Las dietas no son una solución
Siguiendo la lógica de la que hemos hablado más arriba, la pérdida de peso se plantea como algo que va a mejorar la salud. Y las dietas se venden como la estrategia estrella para conseguirlo. Esta idea se ha hecho tan popular que permea toda la sociedad: un 34% de las alumnas de secundaria están o han estado a dieta en el último año.
Es un error: ponerse a dieta es una mala idea. Las dietas, tal y como las entendemos normalmente, se basan en restricciones alimentarias y solo producen una pérdida de peso a corto plazo. A medio plazo, el peso se recupera o incluso se supera en la mayoría de los casos.
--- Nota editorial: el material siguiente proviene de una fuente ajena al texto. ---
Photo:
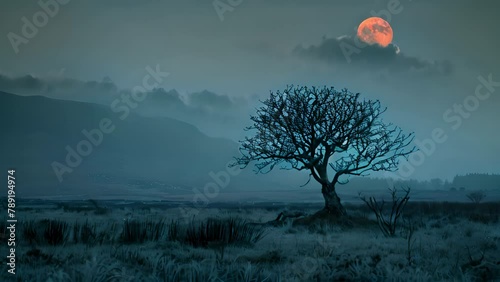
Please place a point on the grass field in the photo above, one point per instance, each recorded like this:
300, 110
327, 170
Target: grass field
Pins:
110, 241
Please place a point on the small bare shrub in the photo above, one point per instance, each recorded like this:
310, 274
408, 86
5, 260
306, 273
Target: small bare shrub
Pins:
56, 232
227, 231
476, 197
388, 225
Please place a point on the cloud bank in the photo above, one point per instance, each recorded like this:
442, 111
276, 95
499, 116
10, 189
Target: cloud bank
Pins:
349, 50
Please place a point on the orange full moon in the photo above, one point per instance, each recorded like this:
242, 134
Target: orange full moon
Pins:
375, 30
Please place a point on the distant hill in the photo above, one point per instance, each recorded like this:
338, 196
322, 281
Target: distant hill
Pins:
36, 130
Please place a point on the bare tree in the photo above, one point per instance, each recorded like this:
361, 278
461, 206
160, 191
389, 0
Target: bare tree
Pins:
321, 130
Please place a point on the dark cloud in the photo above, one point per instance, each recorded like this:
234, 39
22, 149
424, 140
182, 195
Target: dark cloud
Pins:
346, 50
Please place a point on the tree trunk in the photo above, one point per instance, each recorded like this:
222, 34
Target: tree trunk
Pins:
332, 201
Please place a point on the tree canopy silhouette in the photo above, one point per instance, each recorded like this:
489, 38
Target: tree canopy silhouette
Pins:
323, 131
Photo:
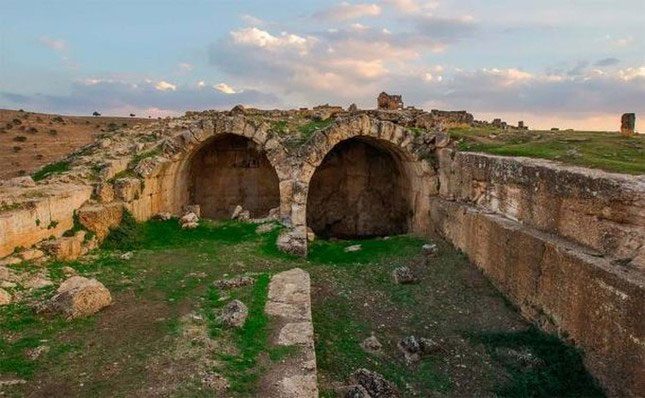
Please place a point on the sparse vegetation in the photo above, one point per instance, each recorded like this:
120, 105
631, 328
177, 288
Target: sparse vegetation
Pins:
51, 169
602, 150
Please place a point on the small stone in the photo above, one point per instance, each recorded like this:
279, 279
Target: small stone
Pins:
78, 297
37, 282
372, 345
430, 249
411, 349
264, 228
234, 282
403, 276
236, 212
5, 297
35, 353
355, 391
234, 314
353, 248
164, 216
375, 384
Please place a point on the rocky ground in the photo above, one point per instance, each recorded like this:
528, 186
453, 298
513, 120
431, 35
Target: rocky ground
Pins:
31, 140
185, 318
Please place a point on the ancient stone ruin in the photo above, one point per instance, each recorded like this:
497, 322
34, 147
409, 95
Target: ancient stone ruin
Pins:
389, 102
628, 124
566, 245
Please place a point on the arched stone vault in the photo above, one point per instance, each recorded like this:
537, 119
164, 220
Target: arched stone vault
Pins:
166, 176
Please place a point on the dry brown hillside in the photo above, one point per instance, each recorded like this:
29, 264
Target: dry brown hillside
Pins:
29, 140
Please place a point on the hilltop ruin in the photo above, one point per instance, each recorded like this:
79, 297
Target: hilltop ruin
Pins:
564, 244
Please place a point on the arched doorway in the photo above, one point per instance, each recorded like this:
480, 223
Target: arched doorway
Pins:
230, 170
361, 189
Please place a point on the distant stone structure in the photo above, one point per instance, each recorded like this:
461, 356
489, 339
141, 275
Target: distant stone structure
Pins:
628, 124
389, 102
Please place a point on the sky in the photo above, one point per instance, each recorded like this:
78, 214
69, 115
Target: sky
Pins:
552, 63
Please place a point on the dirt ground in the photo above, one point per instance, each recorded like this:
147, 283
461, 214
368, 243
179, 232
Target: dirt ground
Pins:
29, 140
161, 336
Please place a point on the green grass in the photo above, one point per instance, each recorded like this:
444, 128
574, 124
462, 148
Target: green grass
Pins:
603, 150
561, 374
51, 169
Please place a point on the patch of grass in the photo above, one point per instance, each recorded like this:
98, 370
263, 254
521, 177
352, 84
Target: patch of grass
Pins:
560, 374
242, 370
603, 150
51, 169
372, 250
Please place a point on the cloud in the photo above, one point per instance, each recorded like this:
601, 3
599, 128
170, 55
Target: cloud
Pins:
58, 45
224, 88
607, 62
165, 86
185, 67
412, 6
346, 11
120, 97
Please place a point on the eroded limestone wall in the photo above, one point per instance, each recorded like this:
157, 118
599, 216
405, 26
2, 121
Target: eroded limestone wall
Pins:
564, 244
359, 191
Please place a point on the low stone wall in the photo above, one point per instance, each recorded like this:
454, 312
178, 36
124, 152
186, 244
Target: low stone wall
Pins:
289, 305
564, 244
602, 211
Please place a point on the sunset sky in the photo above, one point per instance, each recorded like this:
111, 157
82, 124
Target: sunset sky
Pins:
572, 64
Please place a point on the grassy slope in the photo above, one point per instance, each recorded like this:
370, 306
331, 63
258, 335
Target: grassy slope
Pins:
170, 276
603, 150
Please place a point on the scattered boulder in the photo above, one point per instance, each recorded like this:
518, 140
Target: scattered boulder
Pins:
37, 352
430, 249
78, 297
404, 276
414, 348
36, 282
189, 221
5, 297
353, 248
292, 242
311, 235
375, 384
234, 314
265, 228
236, 282
193, 209
236, 212
163, 216
372, 345
354, 391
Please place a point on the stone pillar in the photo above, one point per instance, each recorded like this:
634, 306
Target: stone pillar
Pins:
628, 124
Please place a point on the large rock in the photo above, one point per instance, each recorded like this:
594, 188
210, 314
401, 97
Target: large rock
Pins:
375, 384
99, 219
78, 297
234, 314
5, 297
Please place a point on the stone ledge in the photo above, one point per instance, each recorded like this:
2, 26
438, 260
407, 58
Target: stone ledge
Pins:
289, 305
561, 287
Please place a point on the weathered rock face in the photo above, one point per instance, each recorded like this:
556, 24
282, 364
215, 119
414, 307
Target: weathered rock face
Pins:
232, 171
358, 191
389, 102
628, 124
563, 243
78, 297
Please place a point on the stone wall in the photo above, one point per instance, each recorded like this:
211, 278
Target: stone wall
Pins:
564, 244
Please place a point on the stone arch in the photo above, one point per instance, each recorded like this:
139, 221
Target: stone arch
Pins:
184, 148
399, 143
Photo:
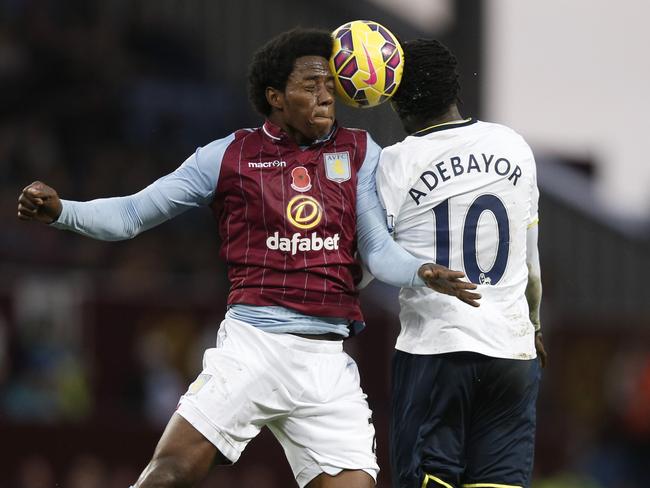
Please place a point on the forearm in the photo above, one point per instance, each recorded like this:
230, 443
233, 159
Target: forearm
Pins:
385, 259
534, 298
534, 285
106, 219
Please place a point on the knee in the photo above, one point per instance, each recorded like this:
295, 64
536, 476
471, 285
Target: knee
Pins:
166, 472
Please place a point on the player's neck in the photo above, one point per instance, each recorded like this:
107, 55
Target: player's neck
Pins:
451, 115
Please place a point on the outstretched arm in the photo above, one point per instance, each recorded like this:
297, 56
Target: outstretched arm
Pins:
118, 218
386, 259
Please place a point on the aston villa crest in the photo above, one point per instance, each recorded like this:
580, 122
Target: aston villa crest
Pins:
337, 166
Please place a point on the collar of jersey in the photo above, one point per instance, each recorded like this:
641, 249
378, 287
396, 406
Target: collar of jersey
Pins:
279, 136
444, 126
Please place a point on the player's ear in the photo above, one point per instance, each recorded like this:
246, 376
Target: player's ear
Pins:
275, 98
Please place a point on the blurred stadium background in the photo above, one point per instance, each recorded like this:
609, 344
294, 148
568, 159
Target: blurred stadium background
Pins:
98, 340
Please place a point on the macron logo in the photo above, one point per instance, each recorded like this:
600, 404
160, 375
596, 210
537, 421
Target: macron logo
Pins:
268, 164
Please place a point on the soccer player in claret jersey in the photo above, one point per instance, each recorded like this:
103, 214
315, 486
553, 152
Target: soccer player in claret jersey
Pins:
288, 197
463, 193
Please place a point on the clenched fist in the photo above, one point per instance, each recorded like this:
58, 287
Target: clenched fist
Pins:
39, 202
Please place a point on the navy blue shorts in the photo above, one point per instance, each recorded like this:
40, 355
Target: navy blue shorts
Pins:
462, 419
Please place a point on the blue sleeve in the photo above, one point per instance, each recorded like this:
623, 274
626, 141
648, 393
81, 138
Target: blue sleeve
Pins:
111, 219
385, 259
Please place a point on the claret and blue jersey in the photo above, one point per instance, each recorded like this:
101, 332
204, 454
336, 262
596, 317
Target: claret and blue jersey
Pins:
290, 219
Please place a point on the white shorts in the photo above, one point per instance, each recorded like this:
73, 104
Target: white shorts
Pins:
306, 391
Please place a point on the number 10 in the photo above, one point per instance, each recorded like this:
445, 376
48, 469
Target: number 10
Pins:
484, 203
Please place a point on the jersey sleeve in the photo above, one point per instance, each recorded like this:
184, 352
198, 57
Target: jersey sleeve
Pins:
191, 185
385, 259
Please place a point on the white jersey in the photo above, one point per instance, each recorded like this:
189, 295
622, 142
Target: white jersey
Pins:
463, 195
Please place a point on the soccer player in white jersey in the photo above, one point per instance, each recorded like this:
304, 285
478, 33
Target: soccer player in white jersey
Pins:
463, 193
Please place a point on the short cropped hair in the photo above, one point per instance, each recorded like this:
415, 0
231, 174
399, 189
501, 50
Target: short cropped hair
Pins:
273, 63
429, 83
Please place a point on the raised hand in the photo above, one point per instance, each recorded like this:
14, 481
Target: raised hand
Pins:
444, 280
39, 202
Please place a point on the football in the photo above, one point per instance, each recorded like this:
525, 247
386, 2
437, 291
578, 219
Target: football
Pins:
367, 63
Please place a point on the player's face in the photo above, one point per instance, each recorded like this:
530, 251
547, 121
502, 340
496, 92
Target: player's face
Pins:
306, 107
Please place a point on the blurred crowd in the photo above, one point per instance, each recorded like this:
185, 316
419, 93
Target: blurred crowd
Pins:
99, 335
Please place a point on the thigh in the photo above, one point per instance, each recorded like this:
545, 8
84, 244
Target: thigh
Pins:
184, 451
345, 479
329, 438
237, 393
430, 411
500, 445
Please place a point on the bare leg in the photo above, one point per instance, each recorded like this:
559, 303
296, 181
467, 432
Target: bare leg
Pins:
182, 458
345, 479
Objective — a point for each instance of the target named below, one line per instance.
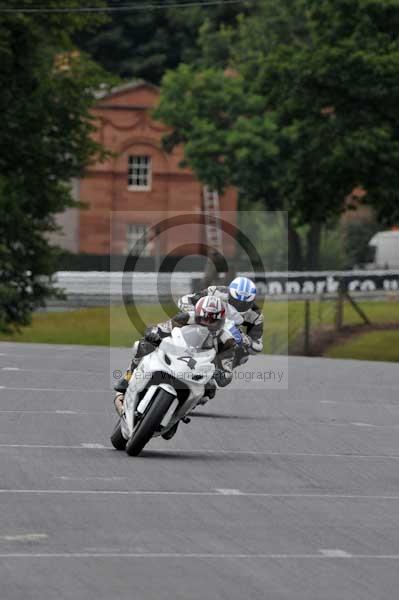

Los datos disponibles no avalan la idea de que, en general, las dietas lleven a una pérdida de peso duradera o beneficios para la salud. De hecho, pueden tener consecuencias adversas (y 2): incrementan la preocupación por la comida, la pérdida de control al comer, los atracones, la fluctuación de peso o el malestar emocional.
Es decir, en determinados casos, el remedio puede ser peor que la enfermedad. Así que no, es mejor no ponerse a dieta a no ser que se bajo supervisión de un profesional. No conviene ponernos a dieta por nuestra cuenta.
Y, entonces, ¿qué hacemos?
La solución no puede venir de "esfuerzos heroicos de autocontrol", sino que deben venir de un cambio profundo en el estilo de vida. La investigación actual insiste en que debemos de olvidarnos del peso y centrarnos en los hábitos saludables, y luchar un poco contra esa cultura de la alimentación en la ciudad de rápido y ya.
Y hay tres ideas básicas para ello: Aceptar nuestro propio cuerpo; promocionar la actividad física como una forma de ocio y no como una forma de perder peso; y sobre todo, naturalizar el acto de comer: esto es, comer cuando se tiene hambre o, lo que es lo mismo, comer por razones físicas y no emocionales, detectar la señales internas de hambre y saciedad.
Es decir, la única forma que nos da la ciencia para enfrentarnos a la obesidad es, precisamente, aprender a comer de nuevo. Y eso no es una tarea individual, sino social. Una tarea en la que los gobiernos, los sistemas educativos y los profesionales de la salud tienen mucho que decir.